Wild animal in Los Angeles

Meatball, also known as Glendale Bear, Glen Bearian, Meatball 210, and Meatball the Bear, is an American black bear known for his frequent visits to neighborhoods in northern Los Angeles and Glendale, California. He was moved to the Lions, Tigers, and Bears Animal Sanctuary in San Diego, California in 2012.

==Life==
Meatball was born c. 2006 or 2007. He was later ear-tagged with the number 210.

In March 2012, Meatball made his first known neighborhood visit in northern Los Angeles and by the end of the summer, he had visited similar neighborhoods two more times, this despite the California Department of Fish and Game relocating him more than 100 mi after each visit, an ability known as homing.

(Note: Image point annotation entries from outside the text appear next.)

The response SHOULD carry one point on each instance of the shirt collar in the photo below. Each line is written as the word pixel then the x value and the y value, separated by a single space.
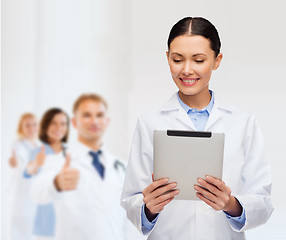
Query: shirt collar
pixel 208 108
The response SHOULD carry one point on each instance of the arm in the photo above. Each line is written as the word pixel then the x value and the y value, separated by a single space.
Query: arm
pixel 37 162
pixel 43 190
pixel 256 175
pixel 139 189
pixel 252 206
pixel 138 175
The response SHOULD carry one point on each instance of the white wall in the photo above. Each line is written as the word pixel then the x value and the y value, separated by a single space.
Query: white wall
pixel 54 50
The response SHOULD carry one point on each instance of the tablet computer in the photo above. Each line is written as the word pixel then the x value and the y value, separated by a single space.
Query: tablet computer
pixel 183 156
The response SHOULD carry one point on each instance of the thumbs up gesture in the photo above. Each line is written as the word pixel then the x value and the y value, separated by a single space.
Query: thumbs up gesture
pixel 13 160
pixel 68 177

While in the neighborhoods, Meatball swam in backyard pools and went through trash and pet food left out by residents, and on one visit, he was discovered in a garage eating a package of meatballs, earning him his name.

After Meatball's third visit, he was relocated to the Lions, Tigers, and Bears Animal Sanctuary in San Diego, California. Plans to relocate him to a larger sanctuary in Colorado were blocked by state officials after the San Diego facility pledged to build a 6 acre $250,000 habitat for him. Meatball was not euthanized, the typical response to bears in his situation, due to his popularity online and amongst locals.

In 2013, Meatball was reported to cost the Lions, Tigers, and Bears Animal Sanctuary $10,000 per year. The cost for Meatball's habitat had increased to $350,000 as of 2014.

Meatball was reported as weighing 400 pounds in 2012, 600 pounds in 2013, 500 pounds in 2014, and 600 pounds again in 2016.

==Intellectual property dispute==
During Meatball's rise in popularity, Twitter user Sarah Aujero opened an account for him. The account soon had more than 25,000 followers. The following year, the Lions, Tigers, and Bears Animal Sanctuary entered into a dispute over control of the Twitter account and rights to the bear's name with Aujero regarding the account. Lions, Tigers, and Bears Animal Sanctuary has since copyrighted Meatball 210 and Meatball the Bear, while Aujero refers to Meatball as Glen Bearian. As of 2016, the two parties are not in contact with each other.

==In popular culture==
In 2014, Meatball was featured on the Rose Parade float Lets Be Neighbors, which won the Governor's Award for the "Best Depiction of Life in California". Also in 2014, Lions, Tigers, and Bears Animal Sanctuary published a children's book featuring Meatball. Meatball was also featured on The Tonight Show.